De acordo com os dados do censo do Instituto Brasileiro de Geografia e Estatística (IBGE) de 2010, os brasileiros cristãos seguidores da religião católica apostólica romana somam 64,6% da população; evangélicos: 22,2%; espíritas: 2%; umbanda e candomblé: 0,3%; sem religião 8%; outras religiosidades: 2,7% e não sabem ou não declararam: 0,1%.

Na Educação

O ensino religioso nas escolas é um assunto que provoca discussões entre representantes da comunidade escolar, das religiões e do governo. A polêmica ficou mais acirrada depois que o ex-presidente Luís Inácio Lula da Silva assinou em 2008 um acordo entre Brasil e Santa Sé. O artigo 11 do documento estabelece a obrigatoriedade do oferecimento de ensino religioso pelas escolas públicas brasileiras.

Talvez a principal problemática relacionada ao ensino religioso em escolas públicas seja o laicismo do Estado, isto é, embora não sejam anti-religiosos os órgãos públicos devem ser neutros em questões de consciência e liberdade religiosas.

Um dos objetivos do Fórum Nacional Permanente para o Ensino Religioso (FONAPER) foi alcançado em março de 1996, com a criação dos Parâmetros Curriculares Nacionais (PCNs).
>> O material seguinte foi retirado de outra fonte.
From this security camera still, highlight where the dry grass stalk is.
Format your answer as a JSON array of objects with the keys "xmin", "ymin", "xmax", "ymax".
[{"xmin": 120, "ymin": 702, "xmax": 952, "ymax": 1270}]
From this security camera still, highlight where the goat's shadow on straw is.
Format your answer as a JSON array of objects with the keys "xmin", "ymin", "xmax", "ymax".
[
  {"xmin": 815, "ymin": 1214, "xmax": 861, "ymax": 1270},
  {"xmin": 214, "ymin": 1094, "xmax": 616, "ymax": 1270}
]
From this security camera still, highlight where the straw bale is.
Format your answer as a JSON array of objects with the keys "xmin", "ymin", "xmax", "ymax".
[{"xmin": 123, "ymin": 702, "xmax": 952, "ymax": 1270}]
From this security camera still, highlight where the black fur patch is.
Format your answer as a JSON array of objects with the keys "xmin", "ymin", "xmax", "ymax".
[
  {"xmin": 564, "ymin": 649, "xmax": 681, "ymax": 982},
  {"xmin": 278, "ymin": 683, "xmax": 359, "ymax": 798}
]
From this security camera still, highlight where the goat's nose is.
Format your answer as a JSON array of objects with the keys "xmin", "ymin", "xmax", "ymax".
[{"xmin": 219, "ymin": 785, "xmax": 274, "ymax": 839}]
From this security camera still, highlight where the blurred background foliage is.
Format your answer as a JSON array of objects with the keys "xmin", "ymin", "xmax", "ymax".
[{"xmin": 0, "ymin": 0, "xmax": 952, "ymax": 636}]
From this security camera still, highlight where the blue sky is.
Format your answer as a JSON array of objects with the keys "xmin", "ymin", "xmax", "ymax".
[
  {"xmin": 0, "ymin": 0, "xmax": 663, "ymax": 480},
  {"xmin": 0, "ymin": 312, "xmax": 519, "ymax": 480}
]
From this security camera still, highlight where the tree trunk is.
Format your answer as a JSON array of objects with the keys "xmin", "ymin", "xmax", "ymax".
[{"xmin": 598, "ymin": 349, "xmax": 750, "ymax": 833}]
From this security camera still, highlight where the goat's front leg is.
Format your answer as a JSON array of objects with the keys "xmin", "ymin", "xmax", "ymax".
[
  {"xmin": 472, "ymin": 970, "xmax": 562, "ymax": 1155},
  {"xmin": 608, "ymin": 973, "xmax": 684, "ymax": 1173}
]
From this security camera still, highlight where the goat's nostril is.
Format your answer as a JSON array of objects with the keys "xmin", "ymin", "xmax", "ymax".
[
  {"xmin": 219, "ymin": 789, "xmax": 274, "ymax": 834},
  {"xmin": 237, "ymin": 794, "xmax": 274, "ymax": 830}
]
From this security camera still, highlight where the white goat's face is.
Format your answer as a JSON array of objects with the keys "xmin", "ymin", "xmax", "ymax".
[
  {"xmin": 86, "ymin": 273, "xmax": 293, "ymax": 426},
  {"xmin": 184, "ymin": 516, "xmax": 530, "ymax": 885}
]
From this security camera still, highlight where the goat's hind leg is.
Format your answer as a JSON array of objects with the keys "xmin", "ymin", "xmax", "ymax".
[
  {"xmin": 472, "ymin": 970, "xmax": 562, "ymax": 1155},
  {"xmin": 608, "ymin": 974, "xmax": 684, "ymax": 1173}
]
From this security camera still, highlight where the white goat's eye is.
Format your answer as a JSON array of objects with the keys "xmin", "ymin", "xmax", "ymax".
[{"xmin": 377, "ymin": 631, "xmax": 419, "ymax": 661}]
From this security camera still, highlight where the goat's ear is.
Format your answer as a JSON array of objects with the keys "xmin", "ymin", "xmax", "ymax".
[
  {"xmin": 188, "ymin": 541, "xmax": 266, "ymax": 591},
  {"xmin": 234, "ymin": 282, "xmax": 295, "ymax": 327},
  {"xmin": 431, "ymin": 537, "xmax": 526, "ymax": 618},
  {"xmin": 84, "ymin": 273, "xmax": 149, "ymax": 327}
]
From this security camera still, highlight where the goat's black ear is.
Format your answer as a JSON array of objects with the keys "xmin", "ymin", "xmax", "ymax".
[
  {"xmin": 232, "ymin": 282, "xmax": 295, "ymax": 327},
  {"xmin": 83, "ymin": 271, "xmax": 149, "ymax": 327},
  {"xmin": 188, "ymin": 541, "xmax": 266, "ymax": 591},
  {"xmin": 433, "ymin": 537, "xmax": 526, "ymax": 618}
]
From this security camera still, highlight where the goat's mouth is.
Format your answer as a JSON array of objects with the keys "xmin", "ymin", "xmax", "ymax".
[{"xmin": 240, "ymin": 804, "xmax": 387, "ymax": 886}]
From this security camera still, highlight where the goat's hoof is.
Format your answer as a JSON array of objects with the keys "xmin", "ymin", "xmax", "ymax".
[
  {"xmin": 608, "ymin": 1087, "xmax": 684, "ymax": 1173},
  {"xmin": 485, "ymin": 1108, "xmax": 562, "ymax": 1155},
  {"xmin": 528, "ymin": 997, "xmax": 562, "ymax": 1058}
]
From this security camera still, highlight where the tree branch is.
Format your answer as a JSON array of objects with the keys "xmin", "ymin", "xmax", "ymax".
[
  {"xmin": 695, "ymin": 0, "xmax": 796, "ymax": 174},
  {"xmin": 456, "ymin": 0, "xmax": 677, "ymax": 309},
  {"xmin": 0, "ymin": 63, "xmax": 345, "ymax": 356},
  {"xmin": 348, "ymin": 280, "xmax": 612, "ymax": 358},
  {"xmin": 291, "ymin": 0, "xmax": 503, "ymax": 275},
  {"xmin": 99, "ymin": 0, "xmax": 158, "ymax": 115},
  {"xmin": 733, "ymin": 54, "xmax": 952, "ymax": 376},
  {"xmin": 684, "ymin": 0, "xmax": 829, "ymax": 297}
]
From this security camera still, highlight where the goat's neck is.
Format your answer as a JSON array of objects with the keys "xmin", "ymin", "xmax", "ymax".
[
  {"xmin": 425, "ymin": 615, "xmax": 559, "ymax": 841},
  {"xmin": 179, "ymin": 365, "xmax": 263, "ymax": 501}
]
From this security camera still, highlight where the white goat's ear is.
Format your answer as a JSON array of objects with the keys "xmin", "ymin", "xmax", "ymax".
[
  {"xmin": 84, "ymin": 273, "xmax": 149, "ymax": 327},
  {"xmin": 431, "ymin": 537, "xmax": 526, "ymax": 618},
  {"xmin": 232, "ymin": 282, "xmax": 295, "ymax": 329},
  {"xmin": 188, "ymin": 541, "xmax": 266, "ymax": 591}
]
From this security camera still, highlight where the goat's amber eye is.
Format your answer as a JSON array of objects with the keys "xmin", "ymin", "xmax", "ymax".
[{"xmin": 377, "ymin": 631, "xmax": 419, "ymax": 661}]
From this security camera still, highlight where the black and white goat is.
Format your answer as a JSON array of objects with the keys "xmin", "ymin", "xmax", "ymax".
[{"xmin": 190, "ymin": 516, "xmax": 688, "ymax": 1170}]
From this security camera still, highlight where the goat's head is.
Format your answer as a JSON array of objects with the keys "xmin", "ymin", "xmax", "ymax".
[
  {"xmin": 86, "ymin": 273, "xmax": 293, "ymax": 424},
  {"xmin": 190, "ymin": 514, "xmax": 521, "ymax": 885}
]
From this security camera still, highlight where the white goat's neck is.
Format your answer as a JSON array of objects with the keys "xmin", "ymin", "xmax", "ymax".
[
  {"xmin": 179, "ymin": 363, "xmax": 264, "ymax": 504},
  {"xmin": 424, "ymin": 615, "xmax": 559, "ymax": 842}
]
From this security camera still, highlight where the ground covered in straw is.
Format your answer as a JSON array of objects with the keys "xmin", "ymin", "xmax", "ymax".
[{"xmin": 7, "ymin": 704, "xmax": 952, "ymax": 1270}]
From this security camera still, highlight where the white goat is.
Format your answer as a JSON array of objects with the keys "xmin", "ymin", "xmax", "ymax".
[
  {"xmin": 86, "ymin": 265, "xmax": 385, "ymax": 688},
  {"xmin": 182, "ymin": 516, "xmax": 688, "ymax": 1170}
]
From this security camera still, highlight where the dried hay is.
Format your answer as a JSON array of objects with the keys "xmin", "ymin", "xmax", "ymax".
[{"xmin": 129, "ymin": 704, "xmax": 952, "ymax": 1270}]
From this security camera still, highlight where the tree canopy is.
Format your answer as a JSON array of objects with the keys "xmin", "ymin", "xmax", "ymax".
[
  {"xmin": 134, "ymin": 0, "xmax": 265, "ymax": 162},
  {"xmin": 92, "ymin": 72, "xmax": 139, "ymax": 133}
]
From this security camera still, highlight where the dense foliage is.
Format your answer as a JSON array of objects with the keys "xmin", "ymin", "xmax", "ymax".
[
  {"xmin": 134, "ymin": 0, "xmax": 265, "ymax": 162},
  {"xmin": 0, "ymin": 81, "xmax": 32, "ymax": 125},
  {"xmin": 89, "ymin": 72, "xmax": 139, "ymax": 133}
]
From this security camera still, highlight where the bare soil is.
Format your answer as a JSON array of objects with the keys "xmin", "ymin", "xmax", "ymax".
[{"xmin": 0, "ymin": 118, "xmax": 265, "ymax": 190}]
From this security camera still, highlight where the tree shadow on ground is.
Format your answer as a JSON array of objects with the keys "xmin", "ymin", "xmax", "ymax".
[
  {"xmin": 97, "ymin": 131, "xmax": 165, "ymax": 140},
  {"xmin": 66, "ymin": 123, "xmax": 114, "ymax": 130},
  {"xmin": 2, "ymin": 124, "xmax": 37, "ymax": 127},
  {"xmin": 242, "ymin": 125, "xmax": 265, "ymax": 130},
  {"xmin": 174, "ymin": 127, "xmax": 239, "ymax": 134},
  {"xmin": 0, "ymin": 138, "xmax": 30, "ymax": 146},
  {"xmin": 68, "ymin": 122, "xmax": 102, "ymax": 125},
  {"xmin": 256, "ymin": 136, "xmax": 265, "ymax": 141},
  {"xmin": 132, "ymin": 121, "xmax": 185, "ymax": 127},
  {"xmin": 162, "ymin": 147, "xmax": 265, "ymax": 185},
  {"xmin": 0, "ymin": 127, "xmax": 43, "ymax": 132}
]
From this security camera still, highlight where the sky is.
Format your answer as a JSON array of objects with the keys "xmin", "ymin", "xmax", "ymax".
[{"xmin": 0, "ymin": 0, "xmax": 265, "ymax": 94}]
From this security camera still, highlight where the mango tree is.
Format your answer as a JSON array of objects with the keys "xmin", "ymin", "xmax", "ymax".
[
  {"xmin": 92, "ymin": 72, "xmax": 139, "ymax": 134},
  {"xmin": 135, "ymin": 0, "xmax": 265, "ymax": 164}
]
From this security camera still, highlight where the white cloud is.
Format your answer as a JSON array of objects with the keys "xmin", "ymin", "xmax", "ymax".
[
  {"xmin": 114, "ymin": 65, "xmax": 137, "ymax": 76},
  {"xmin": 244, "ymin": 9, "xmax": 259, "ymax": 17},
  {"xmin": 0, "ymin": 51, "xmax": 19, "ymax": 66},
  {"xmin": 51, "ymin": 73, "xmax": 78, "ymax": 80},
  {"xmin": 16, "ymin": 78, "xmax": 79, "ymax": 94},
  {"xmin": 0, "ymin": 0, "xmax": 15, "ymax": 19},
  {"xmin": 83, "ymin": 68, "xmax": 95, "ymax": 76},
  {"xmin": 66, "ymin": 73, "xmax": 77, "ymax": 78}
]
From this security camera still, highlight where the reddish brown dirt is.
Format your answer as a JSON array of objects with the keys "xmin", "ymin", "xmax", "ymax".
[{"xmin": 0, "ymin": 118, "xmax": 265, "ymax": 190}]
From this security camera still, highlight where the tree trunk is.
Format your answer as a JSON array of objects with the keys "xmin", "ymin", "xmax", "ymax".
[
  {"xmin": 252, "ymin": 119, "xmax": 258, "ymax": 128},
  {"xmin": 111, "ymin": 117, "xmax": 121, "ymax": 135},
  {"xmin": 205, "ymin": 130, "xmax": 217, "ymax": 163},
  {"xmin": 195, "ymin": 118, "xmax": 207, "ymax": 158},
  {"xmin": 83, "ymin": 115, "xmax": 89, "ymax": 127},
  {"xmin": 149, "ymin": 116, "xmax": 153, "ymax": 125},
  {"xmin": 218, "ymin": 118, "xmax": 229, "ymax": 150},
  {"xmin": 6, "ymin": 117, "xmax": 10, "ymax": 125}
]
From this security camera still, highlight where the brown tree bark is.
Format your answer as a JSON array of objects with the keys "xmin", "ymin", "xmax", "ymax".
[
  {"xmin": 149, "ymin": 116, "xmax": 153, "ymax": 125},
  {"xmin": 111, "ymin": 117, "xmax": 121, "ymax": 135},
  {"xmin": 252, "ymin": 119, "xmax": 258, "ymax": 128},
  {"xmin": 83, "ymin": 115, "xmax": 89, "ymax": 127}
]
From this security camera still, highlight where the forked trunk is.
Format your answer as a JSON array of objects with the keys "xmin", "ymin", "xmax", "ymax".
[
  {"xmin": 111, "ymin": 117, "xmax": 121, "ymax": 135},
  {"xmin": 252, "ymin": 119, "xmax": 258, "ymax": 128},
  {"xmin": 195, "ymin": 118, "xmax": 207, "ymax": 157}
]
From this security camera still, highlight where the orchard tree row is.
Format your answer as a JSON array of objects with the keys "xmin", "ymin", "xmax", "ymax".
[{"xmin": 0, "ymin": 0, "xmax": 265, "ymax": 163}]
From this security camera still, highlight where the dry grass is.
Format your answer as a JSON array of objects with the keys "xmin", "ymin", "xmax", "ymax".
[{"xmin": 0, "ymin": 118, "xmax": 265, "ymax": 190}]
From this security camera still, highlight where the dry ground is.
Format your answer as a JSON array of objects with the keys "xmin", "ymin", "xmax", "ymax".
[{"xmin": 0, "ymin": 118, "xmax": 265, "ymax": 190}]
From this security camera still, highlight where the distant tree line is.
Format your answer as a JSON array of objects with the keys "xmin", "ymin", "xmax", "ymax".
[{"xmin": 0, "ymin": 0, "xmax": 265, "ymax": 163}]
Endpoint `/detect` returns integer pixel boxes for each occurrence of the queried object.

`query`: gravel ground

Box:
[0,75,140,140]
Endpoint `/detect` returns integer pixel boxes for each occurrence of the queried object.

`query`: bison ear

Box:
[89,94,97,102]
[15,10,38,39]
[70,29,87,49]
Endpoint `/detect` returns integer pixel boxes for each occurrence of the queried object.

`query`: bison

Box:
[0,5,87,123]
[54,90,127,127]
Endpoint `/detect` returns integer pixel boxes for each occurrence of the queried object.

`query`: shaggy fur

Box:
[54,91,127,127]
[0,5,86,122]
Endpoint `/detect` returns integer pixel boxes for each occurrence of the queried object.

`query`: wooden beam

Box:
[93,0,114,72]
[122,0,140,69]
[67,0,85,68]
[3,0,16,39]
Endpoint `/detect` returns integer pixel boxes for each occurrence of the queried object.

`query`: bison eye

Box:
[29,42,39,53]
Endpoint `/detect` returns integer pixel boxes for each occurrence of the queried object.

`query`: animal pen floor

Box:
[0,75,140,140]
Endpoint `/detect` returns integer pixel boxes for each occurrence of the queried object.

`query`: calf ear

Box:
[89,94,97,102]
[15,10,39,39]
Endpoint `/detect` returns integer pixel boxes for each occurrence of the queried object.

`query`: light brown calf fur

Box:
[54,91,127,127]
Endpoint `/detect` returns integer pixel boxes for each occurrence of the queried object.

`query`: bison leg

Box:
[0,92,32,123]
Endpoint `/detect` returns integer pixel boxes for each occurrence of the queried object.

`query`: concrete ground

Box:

O documento propõe que seja evitado qualquer argumento de convencimento que levem as pessoas a se converter a determinadas ideias, crenças ou doutrinação, mas salienta que deve ser oferecido ao aluno o conhecimento da diversidade de manifestações religiosas em seus aspectos filosóficos, sociológicos, históricos e psicológicos.

Se a Constituição criou um Estado Laico, mas ao mesmo tempo estabeleceu o ensino religioso nas escolas públicas, foi para permitir às crianças adquirir conhecimento de que existem religiões e crenças distintas daquelas praticadas por seus familiares e aprender a respeitá-las.

Esse modelo de ensino religioso deve se articular em torno de cinco eixos: culturas e religiões, escrituras sagradas, teologias, ritos e ethos (síntese dos costumes dos povos), além de ter por objetivo a reflexão e despertar a dimensão religiosa do ser humano.

Pensando nisso, o FONAPER tem promovido palestras e seminários em vários estados, na tentativa de capacitar os professores.

O ensino religioso enquanto parte integrante da formação básica do cidadão, não deve ter como objetivo formar um fiel ligado à determinada igreja. Lembrando ainda que a religião não é a única fonte de moralidade existente na sociedade capaz de garantir o comportamento correto dos indivíduos na esfera pública. Os ensinamentos vêm tentando mostrar valores de fundo religioso que possibilitem uma sociedade mais equilibrada.

Ainda que bastante referenciado, é importante destacar que passados quase 16 anos, desde a sua criação, os Parâmetros Curriculares Nacionais, não foram reconhecidos pelo Ministério de Educação e Cultura (MEC), sendo assim, suas diretrizes não são adotadas de forma sistemática em todo o território nacional.

Alguns estados como Paraná e Santa Catarina e até mesmo municípios – é o caso de Santos, no interior paulista – criaram suas próprias diretrizes curriculares, ainda que relacionadas com as estabelecidas pelo FONAPER. Nesses e em outros estados do sudeste são oferecidos cursos de especialização em ensino religioso, no entanto somente em Santa Catarina, Minas Gerais e Brasília existem cursos de Graduação nessa área.  Nas demais regiões do Brasil, a formação docente para os professores de ensino religioso é inexistente.